第3章 覚悟を測る 第2話 記録は、奇跡の代替である 1/3
講義室の前面に、白い板が下ろされた。
滑車が小さく鳴り、板が定位置で止まる。
魔法陣でも映像でもない。ただの記録用の板だ。
表面には細かな傷が残り、何度も書いては消された痕跡があった。
前に立ったのはイザベラだった。
教卓には立たず、板のすぐ脇に立つ。
手にしているのは、古びた帳面──。
背表紙が擦り切れ、角が丸くなったそれは、実際に使われていた使用ログの写しだった。
「今日は、使用ログを覚えて貰います。
手元にあるタブレットではなく、まず正面に注目してください」
淡々とした声。
しかしその一言で、候補生たちは自然と姿勢を正す。
いつもの講義とは、空気が違う。
「これは奇跡を使ったかどうか、ではありません。
“使ったとき、何が起きたか”を、他者が再現できる形で残す。
それが、使用ログです」
イザベラは板に向き直り、迷いなく文字を書き始める。
筆跡は整っていて、余白の取り方に無駄がない。
・発動時刻
・使用者
・使用理由
・使用対象
・消費魔力量
・結果
・副作用・異常の有無
「見て分かるように、感想は不要です」
一拍置き、視線だけで教室を制する。
「勇気を出した。
怖かった。
間に合った──」
言葉を区切るたび、板に何も書かれないことが、かえって強調される。
「それらは、記録ではありません」
候補生の一人が、ためらいがちに手を挙げた。周囲の視線を気にしながら、それでも質問する。

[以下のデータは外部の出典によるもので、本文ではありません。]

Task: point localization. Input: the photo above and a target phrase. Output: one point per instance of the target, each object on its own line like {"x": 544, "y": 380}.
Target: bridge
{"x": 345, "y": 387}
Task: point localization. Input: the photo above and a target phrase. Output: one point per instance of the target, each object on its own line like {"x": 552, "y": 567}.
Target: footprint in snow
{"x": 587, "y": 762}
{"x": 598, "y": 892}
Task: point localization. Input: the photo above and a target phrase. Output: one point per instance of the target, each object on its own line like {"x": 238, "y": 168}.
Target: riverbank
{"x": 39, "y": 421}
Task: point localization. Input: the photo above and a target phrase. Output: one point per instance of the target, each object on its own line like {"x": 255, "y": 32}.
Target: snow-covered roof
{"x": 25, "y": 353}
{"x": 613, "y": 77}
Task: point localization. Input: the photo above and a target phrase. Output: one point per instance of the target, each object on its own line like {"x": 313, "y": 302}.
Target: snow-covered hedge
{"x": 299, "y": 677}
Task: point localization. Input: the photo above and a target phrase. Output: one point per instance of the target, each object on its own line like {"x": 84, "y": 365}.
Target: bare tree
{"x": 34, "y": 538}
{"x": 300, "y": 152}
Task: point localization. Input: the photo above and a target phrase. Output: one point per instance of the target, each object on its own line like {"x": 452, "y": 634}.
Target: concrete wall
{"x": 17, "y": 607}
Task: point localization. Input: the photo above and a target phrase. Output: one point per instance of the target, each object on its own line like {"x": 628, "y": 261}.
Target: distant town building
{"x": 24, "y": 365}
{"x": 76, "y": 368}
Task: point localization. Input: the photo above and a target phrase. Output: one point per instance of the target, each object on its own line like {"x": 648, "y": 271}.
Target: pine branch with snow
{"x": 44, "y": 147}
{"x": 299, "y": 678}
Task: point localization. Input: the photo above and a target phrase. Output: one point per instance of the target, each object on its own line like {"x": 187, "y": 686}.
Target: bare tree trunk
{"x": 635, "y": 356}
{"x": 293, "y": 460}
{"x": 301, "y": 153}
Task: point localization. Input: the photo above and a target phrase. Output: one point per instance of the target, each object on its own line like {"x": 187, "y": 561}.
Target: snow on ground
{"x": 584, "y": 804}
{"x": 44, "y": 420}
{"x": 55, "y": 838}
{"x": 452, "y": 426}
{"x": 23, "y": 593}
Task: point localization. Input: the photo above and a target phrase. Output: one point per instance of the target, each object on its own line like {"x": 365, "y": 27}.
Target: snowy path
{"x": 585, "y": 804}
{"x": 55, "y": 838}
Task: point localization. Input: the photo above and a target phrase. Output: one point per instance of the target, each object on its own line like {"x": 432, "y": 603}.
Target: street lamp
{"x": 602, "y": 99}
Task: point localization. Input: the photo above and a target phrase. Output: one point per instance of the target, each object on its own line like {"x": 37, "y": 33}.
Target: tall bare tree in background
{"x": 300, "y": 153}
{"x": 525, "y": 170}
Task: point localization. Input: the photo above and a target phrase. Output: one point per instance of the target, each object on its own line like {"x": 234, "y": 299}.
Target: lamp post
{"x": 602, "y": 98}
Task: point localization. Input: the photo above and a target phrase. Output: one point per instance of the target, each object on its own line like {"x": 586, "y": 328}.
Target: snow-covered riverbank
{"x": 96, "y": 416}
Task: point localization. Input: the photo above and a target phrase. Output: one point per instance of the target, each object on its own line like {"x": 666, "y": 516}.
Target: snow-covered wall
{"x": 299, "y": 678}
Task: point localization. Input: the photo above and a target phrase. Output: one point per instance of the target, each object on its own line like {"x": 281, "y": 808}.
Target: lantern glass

「成功した場合も、失敗した場合も、同じ形式で書くんですか?」
「成功した場合ほど、詳細に書きます」
即答だった。
迷いも補足もない。
教室に、小さなどよめきが走る。
「成功例は、模倣されます。
曖昧な成功は、次の失敗を生みます」
帳面が開かれ、板に一つの実例が転写される。
文字は淡く、だがはっきりと浮かび上がった。
──奇跡行使:小規模治癒
──結果:負傷兵一名回復
──備考:行使後、右腕に痺れ。三十分後回復。
「これは、“良い記録”です」
イザベラは言った。
その声には、評価でも称賛でもない、確信だけがある。
「なぜなら、何が起きて、何が起きなかったか。
それが、はっきり分かります」
候補生たちは書き留めながら、少しずつ理解し始めていた。
これは作文ではない。
評価表でもない。
未来への説明書だ。
イザベラの視線が、教室全体を静かになぞる。
一人ひとりを見るというより、全体の理解度を測るように。
「ログは、あなた自身のために書くものではありません。
次に同じ場面に立つ誰かのために書きなさい」
わずかに間を置く。
「あなたが倒れた後でも、判断が引き継がれるように」
一瞬、空気が重くなる。
誰もが言葉の意味を理解していた。
倒れる、という可能性を。
そして、それが珍しいことではないという現実を。
白い板には、淡い文字だけが残っていた。
それは記録であり、同時に警告だった。